Every great historian revises history in his or her own way. Eric Hobsbawm replaced narratives about the making of the modern world that focused relentlessly on the political games played by powerful men with a rich tapestry of social and economic history. Gerda Lerner explained how women defied patriarchal rule with everyday acts of resistance and public confrontations. W.E.B. Du Bois, John Hope Franklin, and Ira Berlin made it impossible to write US history without understanding the pivotal role of African Americans, enslaved and free.
For nearly half a century, Eric Foner has been challenging and overturning the benighted assertions made about the most studied and contentious period in US history. Nothing has been more important to the development of American society and politics than the Civil War and Reconstruction. Yet until the 1960s, most influential scholars conceived of the era as a sad departure from America’s grand march of progress toward political liberty and economic plenty. They claimed that the “war between the states” could have been avoided if sage voices of compromise had only been able to silence the hotheaded abolitionists and their secessionist counterparts. Their view of Reconstruction tended to be even more wrongheaded, rendering a decade of biracial democracy as an era dominated by vengeful Yankees who headed south to stir up racial antagonisms, echoing the pro–Ku Klux Klan narrative of D.W. Griffith’s The Birth of a Nation.
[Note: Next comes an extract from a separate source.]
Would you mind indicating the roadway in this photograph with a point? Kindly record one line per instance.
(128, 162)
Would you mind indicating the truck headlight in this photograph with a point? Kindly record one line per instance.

Foner has dedicated his career to demolishing these assumptions about how the Civil War happened and how the victors shaped what came after. Inspired by the black freedom movement of the 1960s and its successors, he has demonstrated, perhaps more than any other historian of his generation, how central emancipation was to the political conflicts that eventually exploded into civil war. In his most influential work, Reconstruction: America’s Unfinished Revolution, published in 1988, he showed that the struggle for equality and freedom continued long after the Confederacy died, even if its victories were frustratingly incomplete.
The Second Founding, his new book about the trio of landmark constitutional amendments all ratified less than five years after Lee’s surrender, demonstrates his talent at unearthing insights about the Civil War and Reconstruction eras, in particular how Americans defined and acted on the ideals of freedom and democracy. It’s a slim volume that synthesizes the vast library of works devoted to Reconstruction. But he uses that rich scholarship to highlight the radicalism of the 13th, 14th, and 15th Amendments and how, over the past 150 years, clever and powerful conservatives have diligently sought to undermine their egalitarian promise. As Foner reminds us, the “key elements of the second founding, including birthright citizenship, equal protection of the laws, and the right to vote, remain highly contested…. Rights can be gained, and rights can be taken away.”